The 24-year-old Michael was convicted by a jury earlier this month of causing the chain-reaction crash on Camp Creek Parkway that killed three children and two adults and seriously injured a sixth person.
Fulton Superior Court Judge Kimberly M. Esmond Adams sentenced her on Nov. 4 to 50 years -- 36 behind bars and the rest on probation.
Yet she could be free by her early 30s, if she finds a sympathetic parole board.
Based on a formula applied to her sentence, Michael will be eligible for parole in seven years, a state Board of Pardons and Paroles official told the AJC Monday.
"Since her aggregate sentence is over 21 years, she will be parole eligible in seven years," said the official, board spokesman Steve Hayes.
That doesn't mean she will be released then. It just means the parole board must review her case and determine whether she fits the criteria for release.

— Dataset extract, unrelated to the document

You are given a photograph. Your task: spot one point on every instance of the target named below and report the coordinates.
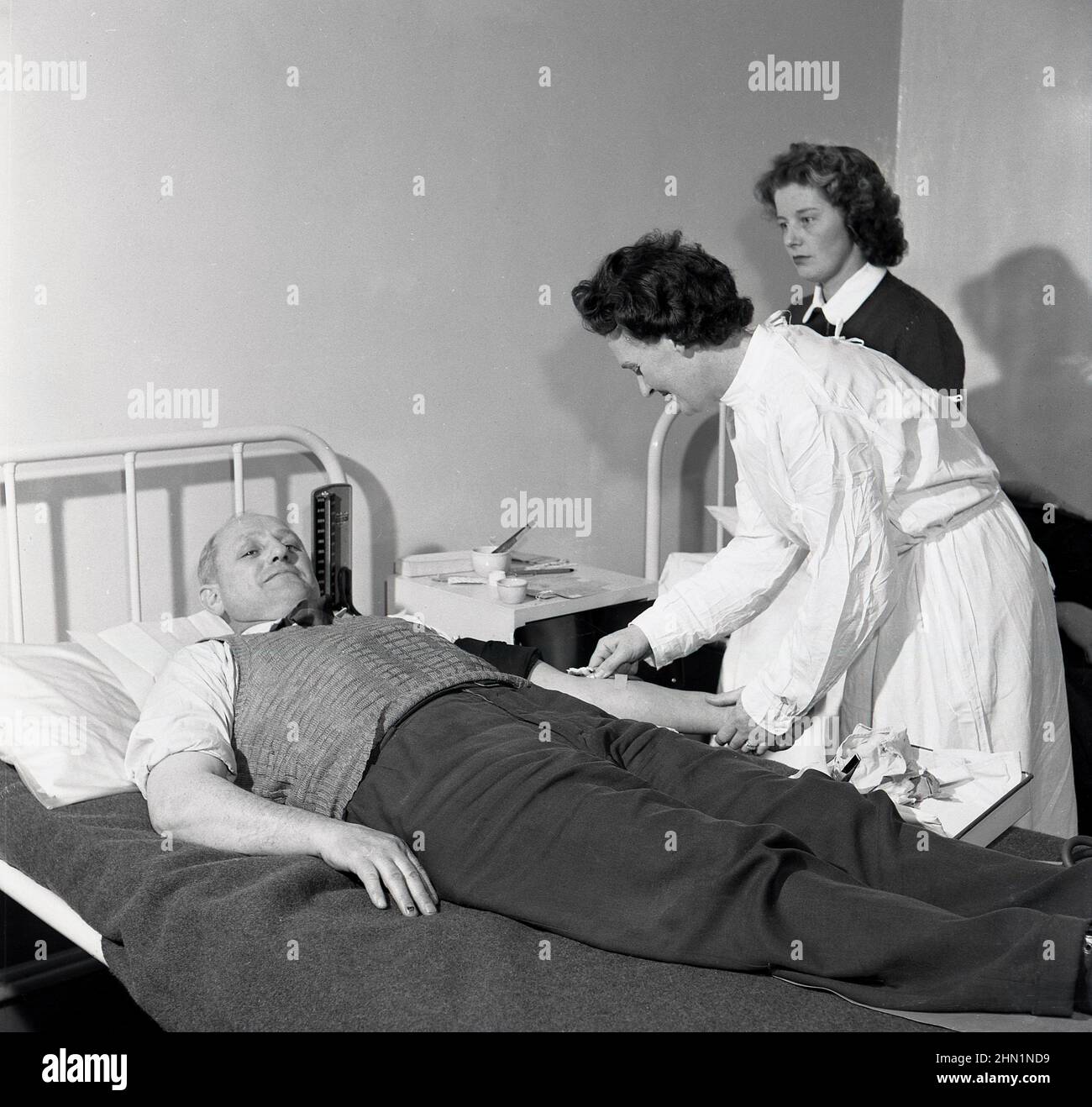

"The board is required to consider. The board is not required ever to parole," said David Humphries, guidelines director for the parole board.
Michael was convicted Nov. 1 of both causing the crash that led to the fatal collisions and of fleeing the scene and trying to cover up her role.
Killed in one car in the crash were Robert Carter, and his wife, Delisia, plus their 2-month-old son, Ethan Carter and Delisia Carter's daughter Kayla Lemons, 9.
In the other car, Morgan Johnson, 6, was killed. Her mother, Tracie, now 44, survived but suffered broken legs, a broken hip and collarbone and damage to her spleen and liver.
Michael was arrested 11 days later after a manhunt and neighborhood tipsters led police to her door -- and her parents' gold BMW, which had been repaired and was smelling of fresh paint.
Her mother, Sheila Michael, pleaded guilty in October to helping with the cover-up.
Judge Adams sentenced her to eight years in prison, with no probation.
But convicts typically are eligible for parole consideration after serving a third of their sentences. And Hayes said the mother will be eligible for parole in 32 months, which would be the summer of 2013.
In the meantime, Aimee Michael's trial lawyer said the younger Michael plans to appeal her conviction. She is now indigent though, so she'll have to use a court-appointed lawyer.
Her trial lawyer, W. Scott Smith, said the trial drained her family's finances and that they could not afford a private attorney to work the appeal.